Pay Attention and Move Better: Harnessing Attention for Interactive Motion Generation and Training-free Editing
Ling-Hao Chen, Shunlin Lu, Wenxun Dai, Zhiyang Dou, Xuan Ju, Jingbo Wang, Taku Komura, Lei Zhang
TL;DR
MotionCLR introduces a CLR-based diffusion framework that explicitly models word-level cross-attention and frame-wise self-attention to enable fine-grained, training-free editing of text-driven human motion. By manipulating attention maps, it supports in-place replacement, (de-)emphasis, erasing, sequence shifting, example-based generation, and style transfer, while offering interpretability through attention visualizations. Quantitative and user studies show competitive generation quality and superior editing capabilities compared with baselines, along with promising action-count grounding and grounded motion generation. The work provides practical tools (web interface and Blender add-on) to integrate interactive motion editing into animation pipelines and highlights limitations like hallucinations and robustness to diverse prompts, outlining future directions for grounding and broader interactions.
Abstract
This research delves into the problem of interactive editing of human motion generation.
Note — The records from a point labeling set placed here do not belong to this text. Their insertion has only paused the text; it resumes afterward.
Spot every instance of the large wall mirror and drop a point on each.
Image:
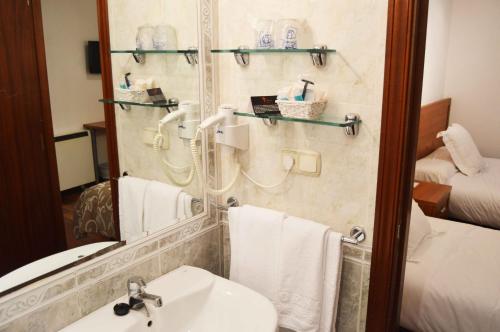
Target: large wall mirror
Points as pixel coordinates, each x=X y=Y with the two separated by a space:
x=84 y=172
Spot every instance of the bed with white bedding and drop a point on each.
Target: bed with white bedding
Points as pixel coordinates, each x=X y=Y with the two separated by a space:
x=476 y=198
x=452 y=281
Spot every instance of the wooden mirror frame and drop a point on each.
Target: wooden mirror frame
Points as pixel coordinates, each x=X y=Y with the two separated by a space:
x=109 y=109
x=405 y=52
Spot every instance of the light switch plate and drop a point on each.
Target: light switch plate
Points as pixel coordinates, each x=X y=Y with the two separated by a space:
x=306 y=162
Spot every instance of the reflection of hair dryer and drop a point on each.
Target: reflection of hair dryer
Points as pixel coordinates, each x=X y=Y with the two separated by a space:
x=189 y=112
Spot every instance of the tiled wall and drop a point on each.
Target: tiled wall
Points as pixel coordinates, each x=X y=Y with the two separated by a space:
x=344 y=195
x=60 y=300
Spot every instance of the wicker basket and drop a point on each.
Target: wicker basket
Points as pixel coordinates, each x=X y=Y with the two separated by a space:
x=301 y=109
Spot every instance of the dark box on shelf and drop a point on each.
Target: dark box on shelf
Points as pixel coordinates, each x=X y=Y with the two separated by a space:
x=264 y=106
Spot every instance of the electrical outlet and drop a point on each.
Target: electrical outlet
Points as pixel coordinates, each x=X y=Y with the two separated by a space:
x=305 y=162
x=148 y=135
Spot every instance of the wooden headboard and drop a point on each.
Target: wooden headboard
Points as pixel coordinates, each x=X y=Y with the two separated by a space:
x=433 y=119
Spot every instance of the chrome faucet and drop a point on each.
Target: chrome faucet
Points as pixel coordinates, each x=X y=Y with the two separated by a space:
x=137 y=295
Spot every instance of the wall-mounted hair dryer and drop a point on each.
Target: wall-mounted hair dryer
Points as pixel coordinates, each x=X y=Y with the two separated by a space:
x=188 y=116
x=229 y=132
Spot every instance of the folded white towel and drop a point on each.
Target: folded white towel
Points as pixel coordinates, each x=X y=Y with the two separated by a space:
x=188 y=202
x=131 y=207
x=181 y=214
x=302 y=274
x=160 y=206
x=256 y=248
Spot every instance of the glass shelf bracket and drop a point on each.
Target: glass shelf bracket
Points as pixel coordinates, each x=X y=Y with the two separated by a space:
x=190 y=54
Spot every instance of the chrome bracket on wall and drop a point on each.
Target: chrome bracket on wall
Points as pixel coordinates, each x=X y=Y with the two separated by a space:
x=139 y=58
x=319 y=56
x=125 y=107
x=242 y=58
x=192 y=55
x=270 y=122
x=352 y=124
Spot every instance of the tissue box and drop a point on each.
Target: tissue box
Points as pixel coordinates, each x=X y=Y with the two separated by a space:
x=301 y=109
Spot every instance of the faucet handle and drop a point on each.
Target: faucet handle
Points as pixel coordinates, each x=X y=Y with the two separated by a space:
x=135 y=284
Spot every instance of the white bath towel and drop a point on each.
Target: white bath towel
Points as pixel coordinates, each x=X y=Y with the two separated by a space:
x=331 y=286
x=188 y=209
x=131 y=207
x=160 y=206
x=302 y=274
x=256 y=248
x=181 y=211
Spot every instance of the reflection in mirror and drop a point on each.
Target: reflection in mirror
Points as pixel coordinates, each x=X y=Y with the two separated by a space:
x=63 y=207
x=154 y=55
x=59 y=207
x=454 y=239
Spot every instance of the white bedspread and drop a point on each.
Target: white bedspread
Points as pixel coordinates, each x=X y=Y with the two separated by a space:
x=476 y=199
x=454 y=283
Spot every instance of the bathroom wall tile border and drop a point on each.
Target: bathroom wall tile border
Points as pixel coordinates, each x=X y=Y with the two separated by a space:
x=60 y=285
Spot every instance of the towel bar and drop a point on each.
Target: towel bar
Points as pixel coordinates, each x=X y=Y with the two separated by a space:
x=357 y=236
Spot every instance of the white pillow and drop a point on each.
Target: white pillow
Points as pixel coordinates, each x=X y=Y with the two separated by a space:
x=463 y=150
x=437 y=167
x=419 y=229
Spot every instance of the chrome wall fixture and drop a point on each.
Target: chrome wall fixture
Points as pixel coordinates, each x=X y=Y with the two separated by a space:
x=318 y=56
x=357 y=236
x=352 y=124
x=242 y=57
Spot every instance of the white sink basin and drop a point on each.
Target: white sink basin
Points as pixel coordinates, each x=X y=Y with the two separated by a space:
x=194 y=300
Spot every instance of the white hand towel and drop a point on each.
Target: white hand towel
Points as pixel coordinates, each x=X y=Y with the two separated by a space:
x=188 y=202
x=333 y=269
x=160 y=206
x=181 y=215
x=131 y=207
x=255 y=248
x=302 y=274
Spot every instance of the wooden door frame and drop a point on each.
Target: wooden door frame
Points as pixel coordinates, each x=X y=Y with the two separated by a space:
x=405 y=52
x=48 y=130
x=109 y=115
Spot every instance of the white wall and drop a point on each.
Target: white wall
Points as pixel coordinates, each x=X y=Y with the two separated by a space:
x=438 y=34
x=74 y=94
x=473 y=71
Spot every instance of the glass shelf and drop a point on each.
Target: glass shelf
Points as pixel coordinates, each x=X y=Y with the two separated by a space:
x=242 y=54
x=187 y=51
x=191 y=54
x=123 y=103
x=274 y=50
x=323 y=120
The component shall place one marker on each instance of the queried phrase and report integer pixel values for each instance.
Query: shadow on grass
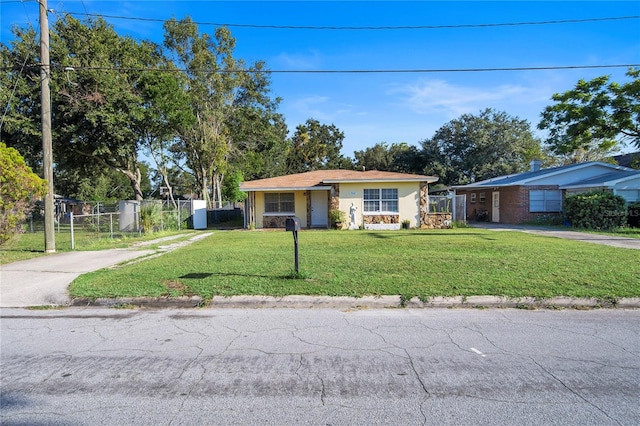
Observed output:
(393, 234)
(197, 275)
(203, 275)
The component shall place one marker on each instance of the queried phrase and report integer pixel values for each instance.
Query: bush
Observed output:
(150, 217)
(19, 188)
(633, 215)
(595, 210)
(337, 218)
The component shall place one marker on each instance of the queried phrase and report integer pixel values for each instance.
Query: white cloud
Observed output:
(441, 97)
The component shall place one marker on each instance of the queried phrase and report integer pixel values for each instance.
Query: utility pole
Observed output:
(47, 151)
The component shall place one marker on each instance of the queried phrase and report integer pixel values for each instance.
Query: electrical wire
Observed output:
(369, 28)
(354, 71)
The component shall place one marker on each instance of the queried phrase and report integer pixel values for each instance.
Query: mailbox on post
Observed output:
(293, 224)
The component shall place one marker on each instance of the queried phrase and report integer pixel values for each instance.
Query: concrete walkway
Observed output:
(609, 240)
(44, 280)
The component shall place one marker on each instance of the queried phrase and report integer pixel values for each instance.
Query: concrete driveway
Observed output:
(609, 240)
(44, 280)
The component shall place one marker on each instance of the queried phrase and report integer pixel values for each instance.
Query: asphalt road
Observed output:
(82, 366)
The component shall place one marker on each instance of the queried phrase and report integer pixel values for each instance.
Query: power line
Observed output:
(353, 71)
(369, 28)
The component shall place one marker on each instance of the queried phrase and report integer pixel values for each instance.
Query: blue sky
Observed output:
(395, 107)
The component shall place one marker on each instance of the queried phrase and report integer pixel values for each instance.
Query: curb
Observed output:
(368, 302)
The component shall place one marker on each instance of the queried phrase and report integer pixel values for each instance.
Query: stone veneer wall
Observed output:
(274, 221)
(335, 197)
(424, 204)
(380, 218)
(437, 221)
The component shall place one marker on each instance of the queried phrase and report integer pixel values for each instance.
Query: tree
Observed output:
(19, 188)
(97, 105)
(477, 147)
(315, 146)
(20, 96)
(221, 89)
(101, 112)
(399, 157)
(597, 114)
(167, 111)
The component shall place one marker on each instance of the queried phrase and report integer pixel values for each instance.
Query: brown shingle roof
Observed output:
(325, 177)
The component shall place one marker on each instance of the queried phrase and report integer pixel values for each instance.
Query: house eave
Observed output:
(382, 180)
(286, 188)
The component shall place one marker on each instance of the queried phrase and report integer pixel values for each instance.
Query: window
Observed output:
(380, 200)
(279, 202)
(545, 200)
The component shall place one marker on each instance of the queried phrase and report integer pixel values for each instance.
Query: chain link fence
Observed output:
(456, 205)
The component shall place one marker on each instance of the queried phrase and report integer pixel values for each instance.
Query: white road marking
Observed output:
(478, 352)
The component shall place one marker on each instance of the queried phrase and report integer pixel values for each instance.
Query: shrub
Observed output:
(595, 210)
(19, 188)
(633, 214)
(337, 218)
(150, 217)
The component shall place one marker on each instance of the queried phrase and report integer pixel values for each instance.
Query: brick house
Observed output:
(369, 199)
(524, 197)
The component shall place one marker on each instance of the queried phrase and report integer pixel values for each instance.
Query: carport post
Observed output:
(293, 224)
(73, 245)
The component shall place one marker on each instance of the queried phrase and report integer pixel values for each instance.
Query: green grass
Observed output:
(30, 245)
(456, 262)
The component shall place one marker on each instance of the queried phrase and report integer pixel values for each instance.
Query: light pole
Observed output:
(47, 151)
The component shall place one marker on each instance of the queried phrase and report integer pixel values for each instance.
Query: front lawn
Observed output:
(456, 262)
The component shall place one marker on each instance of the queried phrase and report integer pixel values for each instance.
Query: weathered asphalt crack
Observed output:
(574, 392)
(423, 385)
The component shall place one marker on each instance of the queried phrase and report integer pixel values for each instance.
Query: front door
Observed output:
(319, 209)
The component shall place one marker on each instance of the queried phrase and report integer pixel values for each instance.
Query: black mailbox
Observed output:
(292, 224)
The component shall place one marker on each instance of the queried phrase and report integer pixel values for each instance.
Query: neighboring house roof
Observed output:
(608, 180)
(321, 179)
(628, 160)
(563, 175)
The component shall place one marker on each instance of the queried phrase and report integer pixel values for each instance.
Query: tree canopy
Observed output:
(597, 114)
(477, 147)
(315, 146)
(19, 189)
(397, 157)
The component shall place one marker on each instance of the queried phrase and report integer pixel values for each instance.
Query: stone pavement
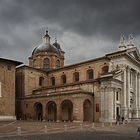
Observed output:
(73, 131)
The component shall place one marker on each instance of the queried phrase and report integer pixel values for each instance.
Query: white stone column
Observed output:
(110, 104)
(138, 99)
(124, 107)
(102, 104)
(128, 87)
(136, 95)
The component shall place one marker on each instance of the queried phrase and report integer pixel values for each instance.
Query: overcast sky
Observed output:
(85, 29)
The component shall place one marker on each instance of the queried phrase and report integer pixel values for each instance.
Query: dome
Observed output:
(45, 48)
(57, 45)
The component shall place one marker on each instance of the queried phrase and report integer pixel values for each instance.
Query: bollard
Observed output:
(93, 125)
(81, 126)
(65, 127)
(45, 128)
(103, 125)
(19, 131)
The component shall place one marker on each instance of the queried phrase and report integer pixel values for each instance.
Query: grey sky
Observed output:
(85, 29)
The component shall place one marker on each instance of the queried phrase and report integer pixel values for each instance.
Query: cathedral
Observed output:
(97, 90)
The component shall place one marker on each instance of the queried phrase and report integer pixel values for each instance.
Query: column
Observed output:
(102, 103)
(58, 117)
(136, 96)
(138, 99)
(128, 86)
(124, 108)
(110, 104)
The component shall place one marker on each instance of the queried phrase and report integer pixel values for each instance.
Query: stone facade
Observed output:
(96, 90)
(7, 89)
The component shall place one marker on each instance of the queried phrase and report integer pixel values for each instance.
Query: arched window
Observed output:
(76, 76)
(57, 63)
(90, 74)
(41, 81)
(104, 69)
(52, 81)
(63, 79)
(46, 63)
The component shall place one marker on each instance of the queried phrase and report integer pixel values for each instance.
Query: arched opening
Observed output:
(105, 69)
(90, 74)
(38, 109)
(57, 63)
(67, 110)
(52, 110)
(41, 81)
(63, 79)
(76, 76)
(52, 80)
(46, 63)
(87, 110)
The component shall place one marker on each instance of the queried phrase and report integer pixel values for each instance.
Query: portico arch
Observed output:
(38, 111)
(51, 111)
(87, 110)
(67, 110)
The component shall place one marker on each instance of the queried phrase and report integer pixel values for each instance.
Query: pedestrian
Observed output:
(138, 130)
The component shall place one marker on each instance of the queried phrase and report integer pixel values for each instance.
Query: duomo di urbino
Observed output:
(97, 90)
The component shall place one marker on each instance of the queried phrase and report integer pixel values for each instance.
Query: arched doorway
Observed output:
(38, 111)
(51, 109)
(87, 110)
(67, 110)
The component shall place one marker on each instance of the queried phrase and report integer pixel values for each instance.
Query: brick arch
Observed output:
(67, 110)
(51, 108)
(87, 110)
(38, 110)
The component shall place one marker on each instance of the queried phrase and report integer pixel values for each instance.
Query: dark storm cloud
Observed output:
(22, 21)
(87, 17)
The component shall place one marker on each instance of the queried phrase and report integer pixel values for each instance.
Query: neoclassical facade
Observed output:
(93, 90)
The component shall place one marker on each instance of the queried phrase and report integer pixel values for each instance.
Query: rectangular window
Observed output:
(97, 108)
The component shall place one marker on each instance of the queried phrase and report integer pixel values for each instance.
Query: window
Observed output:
(46, 63)
(9, 67)
(89, 74)
(58, 63)
(117, 96)
(76, 77)
(52, 81)
(97, 108)
(26, 105)
(41, 81)
(63, 79)
(104, 69)
(34, 63)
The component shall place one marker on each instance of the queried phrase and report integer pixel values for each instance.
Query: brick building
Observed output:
(96, 90)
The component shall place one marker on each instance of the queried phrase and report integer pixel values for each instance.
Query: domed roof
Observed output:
(45, 48)
(57, 45)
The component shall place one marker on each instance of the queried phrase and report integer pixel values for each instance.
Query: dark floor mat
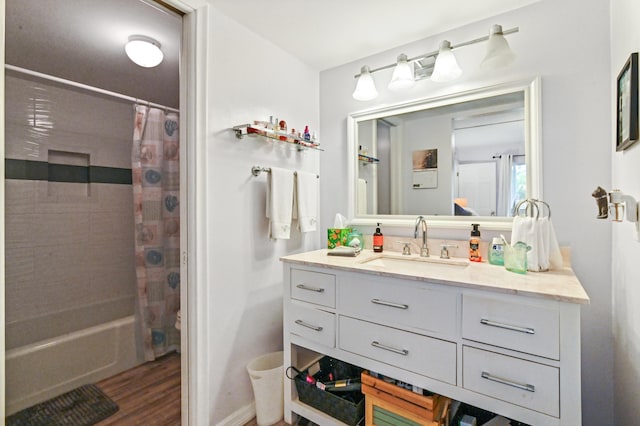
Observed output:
(84, 406)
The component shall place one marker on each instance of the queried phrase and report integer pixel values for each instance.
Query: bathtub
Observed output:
(41, 370)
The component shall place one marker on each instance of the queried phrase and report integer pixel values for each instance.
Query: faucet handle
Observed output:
(406, 249)
(444, 251)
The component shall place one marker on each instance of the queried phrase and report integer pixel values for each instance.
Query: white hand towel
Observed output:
(540, 236)
(307, 201)
(279, 203)
(361, 207)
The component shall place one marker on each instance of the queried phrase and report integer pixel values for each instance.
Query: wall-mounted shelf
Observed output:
(243, 130)
(366, 159)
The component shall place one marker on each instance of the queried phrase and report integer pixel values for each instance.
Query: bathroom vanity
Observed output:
(473, 332)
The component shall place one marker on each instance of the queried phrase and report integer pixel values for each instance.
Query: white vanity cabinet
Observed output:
(508, 347)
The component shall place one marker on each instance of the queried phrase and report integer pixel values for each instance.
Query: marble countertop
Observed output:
(561, 284)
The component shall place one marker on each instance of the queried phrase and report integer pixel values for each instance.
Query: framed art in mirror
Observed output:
(627, 104)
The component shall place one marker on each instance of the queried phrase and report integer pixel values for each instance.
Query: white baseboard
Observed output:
(240, 417)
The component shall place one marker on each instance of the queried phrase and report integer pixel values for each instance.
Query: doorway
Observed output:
(64, 157)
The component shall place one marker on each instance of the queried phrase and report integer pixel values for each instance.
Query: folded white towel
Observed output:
(306, 201)
(538, 233)
(279, 202)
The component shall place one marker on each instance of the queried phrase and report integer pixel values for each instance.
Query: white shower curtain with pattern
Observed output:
(156, 183)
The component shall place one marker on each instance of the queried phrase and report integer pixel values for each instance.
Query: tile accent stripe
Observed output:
(40, 170)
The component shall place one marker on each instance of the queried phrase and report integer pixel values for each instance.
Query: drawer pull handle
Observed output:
(389, 348)
(392, 304)
(529, 388)
(526, 330)
(306, 287)
(304, 324)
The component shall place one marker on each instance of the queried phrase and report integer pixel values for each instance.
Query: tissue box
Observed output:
(337, 237)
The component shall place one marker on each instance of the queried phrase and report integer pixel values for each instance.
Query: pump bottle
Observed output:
(378, 240)
(474, 244)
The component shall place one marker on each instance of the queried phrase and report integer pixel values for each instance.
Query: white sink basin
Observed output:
(397, 261)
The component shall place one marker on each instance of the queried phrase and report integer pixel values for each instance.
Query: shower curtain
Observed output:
(156, 180)
(505, 167)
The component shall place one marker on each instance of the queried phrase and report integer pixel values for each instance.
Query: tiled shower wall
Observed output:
(69, 240)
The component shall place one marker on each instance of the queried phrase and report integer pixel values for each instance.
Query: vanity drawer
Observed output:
(423, 355)
(522, 327)
(313, 324)
(313, 287)
(525, 383)
(398, 302)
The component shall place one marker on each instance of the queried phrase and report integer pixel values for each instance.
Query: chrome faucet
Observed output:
(424, 250)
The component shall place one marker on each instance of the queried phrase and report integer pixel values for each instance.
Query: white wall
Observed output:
(625, 39)
(566, 44)
(431, 201)
(248, 79)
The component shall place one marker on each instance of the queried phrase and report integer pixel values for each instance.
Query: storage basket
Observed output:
(348, 407)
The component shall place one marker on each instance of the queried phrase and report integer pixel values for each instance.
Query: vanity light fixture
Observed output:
(446, 67)
(144, 51)
(409, 70)
(402, 77)
(365, 88)
(499, 54)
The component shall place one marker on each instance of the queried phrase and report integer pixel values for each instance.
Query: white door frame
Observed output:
(193, 107)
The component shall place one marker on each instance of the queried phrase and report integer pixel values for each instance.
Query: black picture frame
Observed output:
(627, 104)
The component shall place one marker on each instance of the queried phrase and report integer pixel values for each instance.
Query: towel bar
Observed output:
(256, 170)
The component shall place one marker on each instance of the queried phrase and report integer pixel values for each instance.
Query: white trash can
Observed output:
(266, 374)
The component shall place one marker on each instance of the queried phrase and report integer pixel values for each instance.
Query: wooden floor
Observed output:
(147, 395)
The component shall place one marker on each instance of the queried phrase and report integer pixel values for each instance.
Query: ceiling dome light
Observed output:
(446, 67)
(365, 87)
(402, 74)
(499, 54)
(144, 51)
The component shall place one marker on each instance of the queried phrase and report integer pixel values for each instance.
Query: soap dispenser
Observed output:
(474, 244)
(378, 240)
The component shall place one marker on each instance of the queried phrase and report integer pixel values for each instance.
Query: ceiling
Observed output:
(328, 33)
(83, 40)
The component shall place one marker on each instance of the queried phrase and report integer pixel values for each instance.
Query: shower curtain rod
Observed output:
(86, 87)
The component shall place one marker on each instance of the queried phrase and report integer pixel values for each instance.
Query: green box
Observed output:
(337, 237)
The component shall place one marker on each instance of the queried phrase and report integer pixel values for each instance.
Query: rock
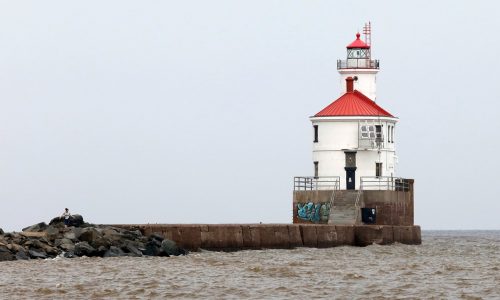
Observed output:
(151, 248)
(69, 254)
(15, 247)
(36, 228)
(169, 247)
(37, 254)
(75, 220)
(65, 244)
(5, 254)
(157, 236)
(114, 252)
(83, 248)
(132, 250)
(52, 233)
(89, 235)
(21, 255)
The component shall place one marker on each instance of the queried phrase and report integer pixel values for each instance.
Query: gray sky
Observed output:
(197, 111)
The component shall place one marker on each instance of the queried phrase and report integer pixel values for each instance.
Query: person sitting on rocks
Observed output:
(66, 215)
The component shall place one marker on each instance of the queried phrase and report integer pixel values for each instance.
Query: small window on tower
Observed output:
(378, 169)
(367, 131)
(315, 133)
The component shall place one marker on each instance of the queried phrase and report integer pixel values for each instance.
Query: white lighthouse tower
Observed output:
(359, 64)
(354, 157)
(353, 136)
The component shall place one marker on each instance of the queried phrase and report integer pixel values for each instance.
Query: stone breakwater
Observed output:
(82, 239)
(228, 237)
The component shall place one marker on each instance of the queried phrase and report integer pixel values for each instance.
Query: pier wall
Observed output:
(393, 207)
(229, 237)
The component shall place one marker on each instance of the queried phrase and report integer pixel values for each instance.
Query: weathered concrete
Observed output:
(230, 237)
(393, 207)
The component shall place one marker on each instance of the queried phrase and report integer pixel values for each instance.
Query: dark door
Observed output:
(350, 179)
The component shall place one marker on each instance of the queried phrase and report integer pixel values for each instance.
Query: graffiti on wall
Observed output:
(313, 212)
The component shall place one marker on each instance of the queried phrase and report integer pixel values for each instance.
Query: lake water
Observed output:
(448, 264)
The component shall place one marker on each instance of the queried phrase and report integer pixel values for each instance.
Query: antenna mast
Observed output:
(367, 31)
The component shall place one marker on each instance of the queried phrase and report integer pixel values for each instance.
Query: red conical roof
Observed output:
(353, 104)
(358, 43)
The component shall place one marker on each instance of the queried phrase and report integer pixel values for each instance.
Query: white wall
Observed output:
(366, 83)
(336, 135)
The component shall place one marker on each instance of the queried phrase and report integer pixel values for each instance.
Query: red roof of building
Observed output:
(353, 104)
(358, 43)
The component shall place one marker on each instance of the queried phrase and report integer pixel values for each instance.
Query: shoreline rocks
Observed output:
(41, 241)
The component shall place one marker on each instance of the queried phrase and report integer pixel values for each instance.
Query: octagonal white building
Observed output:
(353, 136)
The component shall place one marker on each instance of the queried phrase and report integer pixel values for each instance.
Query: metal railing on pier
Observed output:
(309, 183)
(384, 183)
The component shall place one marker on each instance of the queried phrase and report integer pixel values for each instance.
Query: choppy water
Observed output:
(454, 264)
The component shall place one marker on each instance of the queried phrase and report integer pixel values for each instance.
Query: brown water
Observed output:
(454, 264)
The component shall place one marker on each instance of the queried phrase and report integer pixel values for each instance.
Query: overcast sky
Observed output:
(197, 111)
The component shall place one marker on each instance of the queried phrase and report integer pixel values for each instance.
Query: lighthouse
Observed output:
(354, 159)
(354, 136)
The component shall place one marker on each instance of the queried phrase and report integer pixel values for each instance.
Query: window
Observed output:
(379, 131)
(378, 169)
(315, 133)
(367, 131)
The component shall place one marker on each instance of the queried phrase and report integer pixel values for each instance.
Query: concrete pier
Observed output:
(231, 237)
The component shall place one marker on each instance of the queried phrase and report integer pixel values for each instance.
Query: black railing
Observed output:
(358, 63)
(384, 183)
(308, 183)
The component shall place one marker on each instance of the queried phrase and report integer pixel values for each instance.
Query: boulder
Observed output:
(67, 245)
(69, 254)
(89, 235)
(5, 254)
(21, 255)
(157, 236)
(37, 254)
(52, 233)
(114, 252)
(132, 250)
(169, 248)
(36, 228)
(83, 248)
(151, 248)
(74, 220)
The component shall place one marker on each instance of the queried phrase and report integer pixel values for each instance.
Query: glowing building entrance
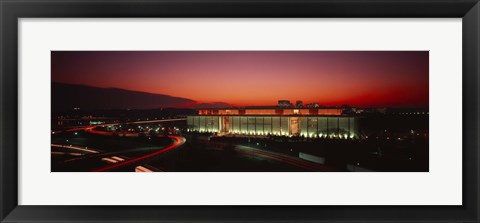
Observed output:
(294, 127)
(225, 124)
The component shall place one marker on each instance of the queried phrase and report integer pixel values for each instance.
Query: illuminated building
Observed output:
(307, 122)
(299, 104)
(284, 104)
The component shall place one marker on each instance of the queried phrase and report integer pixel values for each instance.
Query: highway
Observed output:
(116, 162)
(177, 142)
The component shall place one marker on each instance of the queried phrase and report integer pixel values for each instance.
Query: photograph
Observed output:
(239, 111)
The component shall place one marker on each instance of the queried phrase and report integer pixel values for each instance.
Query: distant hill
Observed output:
(69, 96)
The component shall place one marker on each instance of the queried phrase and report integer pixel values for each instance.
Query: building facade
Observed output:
(312, 123)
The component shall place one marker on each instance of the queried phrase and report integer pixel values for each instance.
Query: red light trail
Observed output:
(178, 141)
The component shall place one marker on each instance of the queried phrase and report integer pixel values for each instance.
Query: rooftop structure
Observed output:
(274, 111)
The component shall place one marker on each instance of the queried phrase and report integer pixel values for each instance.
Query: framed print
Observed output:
(239, 111)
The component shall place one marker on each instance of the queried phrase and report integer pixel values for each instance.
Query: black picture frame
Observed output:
(11, 11)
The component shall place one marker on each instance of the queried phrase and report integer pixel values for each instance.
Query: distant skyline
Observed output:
(255, 78)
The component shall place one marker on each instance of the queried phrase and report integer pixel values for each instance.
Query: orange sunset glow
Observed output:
(245, 78)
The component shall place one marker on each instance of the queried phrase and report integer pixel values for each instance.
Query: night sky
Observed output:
(243, 78)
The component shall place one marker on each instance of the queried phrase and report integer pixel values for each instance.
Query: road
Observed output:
(177, 142)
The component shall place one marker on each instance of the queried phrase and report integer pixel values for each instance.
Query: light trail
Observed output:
(74, 148)
(178, 141)
(90, 127)
(294, 161)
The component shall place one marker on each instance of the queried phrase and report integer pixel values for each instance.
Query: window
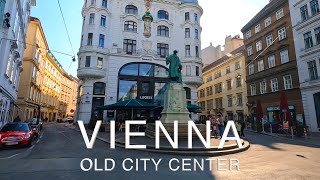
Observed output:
(88, 61)
(90, 36)
(217, 74)
(103, 21)
(99, 88)
(253, 90)
(187, 16)
(209, 91)
(304, 12)
(218, 88)
(274, 85)
(228, 70)
(260, 65)
(188, 70)
(317, 34)
(162, 50)
(130, 26)
(238, 81)
(195, 17)
(163, 31)
(287, 82)
(91, 20)
(313, 73)
(308, 40)
(197, 51)
(269, 40)
(101, 40)
(187, 33)
(267, 22)
(249, 50)
(187, 50)
(259, 46)
(196, 34)
(131, 9)
(248, 34)
(279, 14)
(282, 33)
(251, 69)
(263, 87)
(257, 28)
(237, 66)
(284, 56)
(229, 100)
(129, 46)
(219, 103)
(239, 99)
(163, 15)
(197, 71)
(271, 61)
(104, 3)
(229, 84)
(314, 7)
(99, 62)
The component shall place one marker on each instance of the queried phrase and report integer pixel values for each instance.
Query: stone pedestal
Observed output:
(175, 109)
(175, 105)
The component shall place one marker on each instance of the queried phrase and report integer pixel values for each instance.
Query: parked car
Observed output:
(17, 134)
(36, 124)
(68, 119)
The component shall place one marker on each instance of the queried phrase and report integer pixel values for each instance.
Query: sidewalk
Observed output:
(313, 139)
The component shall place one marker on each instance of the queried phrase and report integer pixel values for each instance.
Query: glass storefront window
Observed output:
(146, 70)
(131, 69)
(160, 72)
(128, 89)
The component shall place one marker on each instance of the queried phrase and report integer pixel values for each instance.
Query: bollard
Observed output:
(305, 133)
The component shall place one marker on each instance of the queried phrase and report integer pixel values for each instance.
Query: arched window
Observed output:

Previous motion diffusion models lack explicit modeling of the word-level text-motion correspondence and good explainability, hence restricting their fine-grained editing ability. To address this issue, we propose an attention-based motion diffusion model, namely MotionCLR, with CLeaR modeling of attention mechanisms. Technically, MotionCLR models the in-modality and cross-modality interactions with self-attention and cross-attention, respectively. More specifically, the self-attention mechanism aims to measure the sequential similarity between frames and impacts the order of motion features. By contrast, the cross-attention mechanism works to find the fine-grained word-sequence correspondence and activate the corresponding timesteps in the motion sequence. Based on these key properties, we develop a versatile set of simple yet effective motion editing methods via manipulating attention maps, such as motion (de-)emphasizing, in-place motion replacement, and example-based motion generation, etc. For further verification of the explainability of the attention mechanism, we additionally explore the potential of action-counting and grounded motion generation ability via attention maps. Our experimental results show that our method enjoys good generation and editing ability with good explainability.